Vital Statistics:
Last | Change | |
S&P futures | 4,174 | 22.8 |
Oil (WTI) | 71.82 | -0.34 |
10 year government bond yield | 1.47% | |
30 year fixed rate mortgage | 3.22% |
Stocks are higher this morning on no real news. Bonds and MBS are up.
The 10-year traded as low as 1.36% in the overnight session. Not sure what was driving that, but after the FOMC increase in rates last week based on the updated dot plot, the 10 year has done nothing but fall in yield. Like usual, mortgage backed securities (which determine mortgage rates) have been lagging the move.
We will have a decent amount of economic data this week with existing home sales, new home sales, personal incomes and spending, and GDP. The GDP number is the third estimate for the first quarter. We will also have a lot of Fed-Speak.
The economy picked up in May, according to the Chicago Fed National Activity Index. That said, the number came in way below expectations. The CFNAI is sort of a meta-index of 85 different economic indictors. The COVID lockdowns of a year ago are introducing all sorts of noise into just about every economic statistic. The punch line is that economic growth has probably peaked for the year.
Invitation Homes CEO Dallas Tanner is sanguine about the housing market: “I would expect that home prices stay relatively stable, if not continue to grow in value for the homeowners in the country, but we’ll find our ways to pick our spots whether through our partnerships with builders or our ability to buy one-off,” Tanner said. “We view the housing environment overall as extremely healthy.”

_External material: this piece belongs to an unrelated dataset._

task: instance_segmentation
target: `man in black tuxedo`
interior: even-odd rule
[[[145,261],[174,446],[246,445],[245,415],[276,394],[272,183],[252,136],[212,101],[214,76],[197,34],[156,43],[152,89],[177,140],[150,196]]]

With the big increases in housing prices this year, the media types are asking questions about whether we have another housing bubble, similar to 2006. The United States does not. Other countries do. Housing bubbles are quite rare, and only come around once or twice a century. A lot of pieces need to be in place to create one, and the biggest one is a belief amongst buyers, sellers, lenders, and regulators that an asset is “special” and cannot fall in price. Anyone who is old enough to sign a mortgage doc knows that isn’t the case.
Buyers are beginning to balk at higher home prices, according to a report from Redfin. Its Homebuyer demand index peaked about 9 weeks ago, and is down 14% since. “Offers no longer pour in the day a home hits the market,” said Phoenix Redfin real estate agent John Biddle. “It has become more common for offers to come in at least a few days after a home is listed for sale. If this were three years ago, we’d marvel at how fast the market was, but it’s a clear slowdown from a few weeks ago. Now that things are opening up again and the summer is almost here, people have other priorities, like going on vacation. Plus, many homebuyers are frustrated and tired of competing, so they’ve stepped back—for now at least.”
With inflation rising, it is helpful to put the numbers in perspective. Inflation is going to be high for the rest of the year as shortages and COVID noise drive up the numbers. The Fed predicts that the Personal Consumption Index will rise 3.5% this year. Take a look at the chart below and see what that looks like historically.

Not too dramatic, is it? Certainly not like the 1970s, which were driven mainly by oil prices. If anything we are headed back to historical norms after a bout of exceptionally low inflation. The question the Fed is grappling with is how much of the current inflation is due to COVID and how much is not. That will depend largely on wage growth, and given the seemingly ubiquitous “help wanted” signs these days these price increases may turn out to be more permanent.